Rosane Santana
15/09/2014 às 18:31
Aninha Franco, autora de uma dramaturgia essencialmente baiana, inclusive textos com linguagem e cultura de raízes africanas(Dendê & Dengo, Zumbi dos Palmares e A Comida de Nzinga), uma das nossas matrizes geradoras, disse recentemente que seu teatro tem feito o que a escola pública não realizou em quase dois séculos de Independência. Tem razão.
Num país onde os pilares de construção da cidadania - direitos civis, políticos e sociais - tal qual em nações civilizadas do mundo Ocidental, como a Inglaterra, foram invertidos, gerando o fenômeno da "Estadania" (1), com o Estado autoritário a distribuir punições e favores, os direitos civis, apesar dos avanços, oscilam para a frente e para trás, ao sabor dos governantes de plantão. Prova disso, são os avanços e recuos - estes às vezes maiores - da incessante luta de negros, homossexuais, mulheres e índios por seus direitos, num país profundamente patriarcal.

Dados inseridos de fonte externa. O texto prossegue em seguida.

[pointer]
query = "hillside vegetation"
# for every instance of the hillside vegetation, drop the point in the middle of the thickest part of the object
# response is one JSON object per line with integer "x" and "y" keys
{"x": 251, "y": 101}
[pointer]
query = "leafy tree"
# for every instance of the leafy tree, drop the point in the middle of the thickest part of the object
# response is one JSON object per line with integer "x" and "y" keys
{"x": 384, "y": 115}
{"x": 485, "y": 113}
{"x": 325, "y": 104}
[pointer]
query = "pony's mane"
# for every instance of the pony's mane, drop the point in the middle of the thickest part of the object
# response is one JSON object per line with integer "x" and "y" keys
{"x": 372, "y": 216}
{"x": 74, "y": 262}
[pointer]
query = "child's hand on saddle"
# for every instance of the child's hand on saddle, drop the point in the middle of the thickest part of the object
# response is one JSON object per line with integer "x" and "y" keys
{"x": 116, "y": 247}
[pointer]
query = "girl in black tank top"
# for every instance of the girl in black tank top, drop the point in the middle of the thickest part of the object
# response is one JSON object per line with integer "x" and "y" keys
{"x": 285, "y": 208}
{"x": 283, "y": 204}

Isso porque, ao invés de ações geradas em consequência de um processo educacional que cumpra sua função de fomentar espírito crítico, conscientização e auto-estima, entre outras coisas, pela valorização da diversidade e da identidade cultural de que somos portadores, no Brasil, como disse Oliveira Viana, tudo acontece por decreto, de cima para baixo, nasce na lei, desenraizado e, portanto, fadado a ter vida curta e efeitos duvidosos.

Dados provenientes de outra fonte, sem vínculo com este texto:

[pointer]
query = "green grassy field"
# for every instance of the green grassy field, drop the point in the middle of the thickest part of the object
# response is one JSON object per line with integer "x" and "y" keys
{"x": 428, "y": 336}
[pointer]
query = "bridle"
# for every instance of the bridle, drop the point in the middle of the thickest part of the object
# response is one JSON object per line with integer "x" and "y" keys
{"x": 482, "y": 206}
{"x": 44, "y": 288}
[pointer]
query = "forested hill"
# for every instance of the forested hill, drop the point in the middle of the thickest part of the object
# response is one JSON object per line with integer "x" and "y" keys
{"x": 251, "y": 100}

Aninha foi buscar na força revolucionária do teatro, como na Era de Ouro de Péricles, na Atenas de Sófocles, Eurípedes e Ésquilo, a forma ideal para educar e formar cidadãos, pelo resgate de sua identidade, no caso específico, africana, sua história e o seu papel central na formação da sociedade e da cultura brasileira.
Seu texto, "A Comida de Nzinga" (co-autoria de Marcos Dias), em cartaz no Teatro Solar Boa Vista no próximo final de semana (19,19 e 20, às 19 horas) é uma prova do que acaba de ser dito. No palco estão 14 atores negros contando a história de uma rainha negra, a guerreira Nzinga, que viveu na localidade de Matamba, no sudoeste da África, onde hoje está Angola, entre os séculos XVI e XVII. Nzinga, cujo nome não está em nenhum livro de história do Brasil, dedicou sua vida à luta contra a escravização de seu povo pelos portugueses.

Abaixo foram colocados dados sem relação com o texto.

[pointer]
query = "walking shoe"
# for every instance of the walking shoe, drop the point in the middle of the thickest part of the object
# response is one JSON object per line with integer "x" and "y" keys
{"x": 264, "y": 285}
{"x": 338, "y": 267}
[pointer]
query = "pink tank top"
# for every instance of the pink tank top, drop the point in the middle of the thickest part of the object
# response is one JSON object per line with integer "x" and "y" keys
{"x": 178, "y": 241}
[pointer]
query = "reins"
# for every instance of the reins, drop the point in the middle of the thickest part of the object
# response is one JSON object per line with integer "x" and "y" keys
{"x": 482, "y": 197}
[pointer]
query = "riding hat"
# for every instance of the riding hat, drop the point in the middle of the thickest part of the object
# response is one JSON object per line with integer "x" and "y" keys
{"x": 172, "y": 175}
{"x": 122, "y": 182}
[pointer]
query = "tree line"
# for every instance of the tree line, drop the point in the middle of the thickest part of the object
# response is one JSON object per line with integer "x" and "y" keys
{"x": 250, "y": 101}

De fato, é possível notar, numa plateia eminentemente negra em busca de resgatar sua história, sua identidade e sua cultura na mesma dimensão de importância que a cultura europeia teve para a formação do Brasil, uma enorme empatia com tudo que acontece no palco, onde os atores também são negros, os cenários, os costumes, a comida, as histórias têm tudo a ver com eles.
A Nova História chegou ao teatro brasileiro.
Viva Nzinga! Viva Aninha Franco!
(1) Conceito de José Murilo de Carvalho.